Enforcement Actions and Non-Actions
Several ICO enforcement actions occurred in parallel with the SEC guidance cited above. Most of these were obvious securities offerings due to the amount of control exerted by the sponsors both before and after the related token offerings, or the fact that the networks supposedly supporting the tokens were non-functioning or required essential managerial and entrepreneurial effort by the sponsor.
Arguments that Uni Tokens Fall Outside the U.S. Securities Enforcement Framework
The Uniswap team has built a vast network of users distributed globally using their exchange protocol. The team never raised money through a token offering to create a network, it was only after the network was fully functioning that the team distributed the Uni governance token to all users of their protocol. Only users, team members, investors and advisors were entitled to receive the initial distribution of Uni tokens from Uniswap. The functioning of the network is open source and fork-able (in fact, it was forked in the infamous Sushiswap saga currently playing out on Crypto Twitter). The initial governance rules place the power directly into the holders of the Uni token to direct the future development of the exchange protocol. The team has committed to refrain from governance proposals and will not vote for any proposals or work on any v2 protocol development. Essentially, the Uniswap team has placed the power to morph, change, add, delete, delegate, etc., directly to the community.

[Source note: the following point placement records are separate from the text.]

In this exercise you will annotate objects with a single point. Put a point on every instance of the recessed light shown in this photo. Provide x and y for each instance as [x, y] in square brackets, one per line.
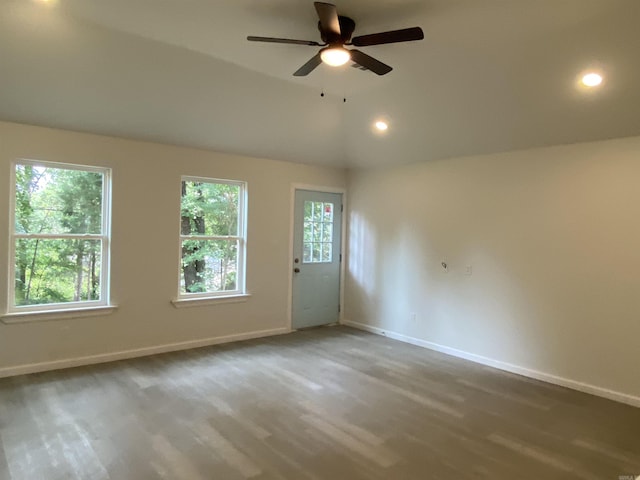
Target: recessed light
[592, 79]
[381, 125]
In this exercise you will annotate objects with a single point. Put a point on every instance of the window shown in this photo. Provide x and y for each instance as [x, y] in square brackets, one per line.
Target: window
[318, 232]
[60, 237]
[212, 237]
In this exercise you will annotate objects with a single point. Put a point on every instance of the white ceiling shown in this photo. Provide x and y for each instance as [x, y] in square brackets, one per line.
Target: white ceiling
[490, 76]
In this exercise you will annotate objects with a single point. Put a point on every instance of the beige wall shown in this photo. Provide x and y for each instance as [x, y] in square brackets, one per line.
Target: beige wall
[145, 227]
[553, 239]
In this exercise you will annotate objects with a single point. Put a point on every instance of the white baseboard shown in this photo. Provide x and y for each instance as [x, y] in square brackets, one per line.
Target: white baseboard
[139, 352]
[526, 372]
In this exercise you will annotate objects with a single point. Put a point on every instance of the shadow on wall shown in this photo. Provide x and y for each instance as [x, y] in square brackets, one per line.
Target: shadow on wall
[395, 280]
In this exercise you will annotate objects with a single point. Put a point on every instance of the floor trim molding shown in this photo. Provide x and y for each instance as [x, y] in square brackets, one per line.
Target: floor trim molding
[526, 372]
[138, 352]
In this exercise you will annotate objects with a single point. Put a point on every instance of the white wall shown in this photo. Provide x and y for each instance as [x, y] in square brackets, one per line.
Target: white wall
[145, 229]
[553, 238]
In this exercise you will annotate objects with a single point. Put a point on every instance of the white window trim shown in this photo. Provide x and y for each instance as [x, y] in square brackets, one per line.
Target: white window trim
[240, 293]
[51, 310]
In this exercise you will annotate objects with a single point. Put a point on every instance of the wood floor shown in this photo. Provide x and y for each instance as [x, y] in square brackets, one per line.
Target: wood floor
[330, 403]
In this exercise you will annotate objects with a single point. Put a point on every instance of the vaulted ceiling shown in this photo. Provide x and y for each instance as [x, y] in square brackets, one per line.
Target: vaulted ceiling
[490, 75]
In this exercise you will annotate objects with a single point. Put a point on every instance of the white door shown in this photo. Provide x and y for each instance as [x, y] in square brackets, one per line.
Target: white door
[316, 258]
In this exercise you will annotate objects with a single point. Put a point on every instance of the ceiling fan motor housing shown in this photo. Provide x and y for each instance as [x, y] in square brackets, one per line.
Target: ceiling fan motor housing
[347, 27]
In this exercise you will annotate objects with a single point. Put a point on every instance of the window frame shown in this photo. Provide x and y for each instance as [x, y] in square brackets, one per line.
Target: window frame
[241, 238]
[104, 237]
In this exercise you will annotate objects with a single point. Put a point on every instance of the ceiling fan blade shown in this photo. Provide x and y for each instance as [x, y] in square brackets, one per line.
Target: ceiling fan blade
[251, 38]
[329, 21]
[308, 67]
[370, 63]
[394, 36]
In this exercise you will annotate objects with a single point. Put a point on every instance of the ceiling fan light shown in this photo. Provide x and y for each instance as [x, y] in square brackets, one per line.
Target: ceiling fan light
[335, 56]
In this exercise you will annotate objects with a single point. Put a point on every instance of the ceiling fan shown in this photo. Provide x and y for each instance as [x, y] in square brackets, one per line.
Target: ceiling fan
[336, 31]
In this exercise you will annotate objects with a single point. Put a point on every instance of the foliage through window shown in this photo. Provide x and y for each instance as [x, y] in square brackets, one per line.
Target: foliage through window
[212, 236]
[318, 232]
[60, 237]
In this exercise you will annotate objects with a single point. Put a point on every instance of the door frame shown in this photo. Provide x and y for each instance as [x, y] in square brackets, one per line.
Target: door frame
[343, 238]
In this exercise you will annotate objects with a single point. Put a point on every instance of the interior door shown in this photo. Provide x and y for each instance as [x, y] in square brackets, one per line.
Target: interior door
[316, 258]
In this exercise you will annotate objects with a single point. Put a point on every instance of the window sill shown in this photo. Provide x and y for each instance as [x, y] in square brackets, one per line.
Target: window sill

The Uni token has an essential function – the power to vote on proposals and to influence future direction of the network. But the network is not controlled by a central entity; it is controlled by its users (and by extension, the Uni tokenholders) who are vastly distributed. No one became a user intending to become a Uni tokenholder; so, there was no quid pro quo of consideration for being allocated Uni tokens. Even users who tried to complete a transaction but failed for some reason were allocated Uni tokens.
Based on the available details reviewed, the network is no longer controlled by the Uniswap team. The team doesn’t influence policy, can’t make unilateral changes, and doesn’t control essential network governance, audits, treasury, fees, etc.

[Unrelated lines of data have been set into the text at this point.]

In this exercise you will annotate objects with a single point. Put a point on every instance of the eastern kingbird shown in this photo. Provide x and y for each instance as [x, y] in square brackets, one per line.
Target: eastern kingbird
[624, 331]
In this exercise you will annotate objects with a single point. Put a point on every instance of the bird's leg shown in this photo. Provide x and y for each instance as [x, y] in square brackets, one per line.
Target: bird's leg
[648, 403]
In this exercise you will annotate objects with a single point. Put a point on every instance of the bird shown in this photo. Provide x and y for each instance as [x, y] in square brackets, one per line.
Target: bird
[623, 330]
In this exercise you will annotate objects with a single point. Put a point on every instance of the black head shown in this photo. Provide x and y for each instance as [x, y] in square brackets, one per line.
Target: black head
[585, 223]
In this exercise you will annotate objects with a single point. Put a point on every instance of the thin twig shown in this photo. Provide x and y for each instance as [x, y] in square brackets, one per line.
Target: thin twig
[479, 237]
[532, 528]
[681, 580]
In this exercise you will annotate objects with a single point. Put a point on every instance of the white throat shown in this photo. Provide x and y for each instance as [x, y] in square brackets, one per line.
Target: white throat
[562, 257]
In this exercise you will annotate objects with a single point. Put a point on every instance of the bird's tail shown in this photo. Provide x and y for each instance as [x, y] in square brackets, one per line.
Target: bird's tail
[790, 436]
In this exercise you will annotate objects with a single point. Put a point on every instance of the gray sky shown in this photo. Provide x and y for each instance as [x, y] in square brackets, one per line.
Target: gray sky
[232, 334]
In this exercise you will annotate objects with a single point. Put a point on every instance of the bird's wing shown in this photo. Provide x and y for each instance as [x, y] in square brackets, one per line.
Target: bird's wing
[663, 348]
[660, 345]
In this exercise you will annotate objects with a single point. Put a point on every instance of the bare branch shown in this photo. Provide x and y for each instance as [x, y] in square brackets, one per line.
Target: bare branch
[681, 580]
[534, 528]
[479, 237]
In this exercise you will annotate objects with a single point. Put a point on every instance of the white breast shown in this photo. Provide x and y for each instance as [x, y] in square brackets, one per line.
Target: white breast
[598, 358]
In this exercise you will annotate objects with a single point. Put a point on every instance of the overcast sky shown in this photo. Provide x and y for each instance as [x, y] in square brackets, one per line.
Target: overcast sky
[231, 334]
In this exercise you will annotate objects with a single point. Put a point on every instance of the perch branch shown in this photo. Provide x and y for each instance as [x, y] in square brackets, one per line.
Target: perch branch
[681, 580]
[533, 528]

By having Uni tokens subject to registration regimes like U.S. securities laws, Uni would have to deliver periodic reports on financial performance, business developments, etc. Not only are these unlikely to be usefully definable or measurable, there is still the question as to who will actually be responsible for meeting such obligations.
Based on my review of existing guidance, precedent and enforcement actions, I believe the Uni tokens do not meet the SEC’s tests for concluding they are securities and/or are subject to enforcement action under existing U.S. securities framework. This isn’t a legal opinion and, as the SEC has stated, these determinations are based on facts and circumstances.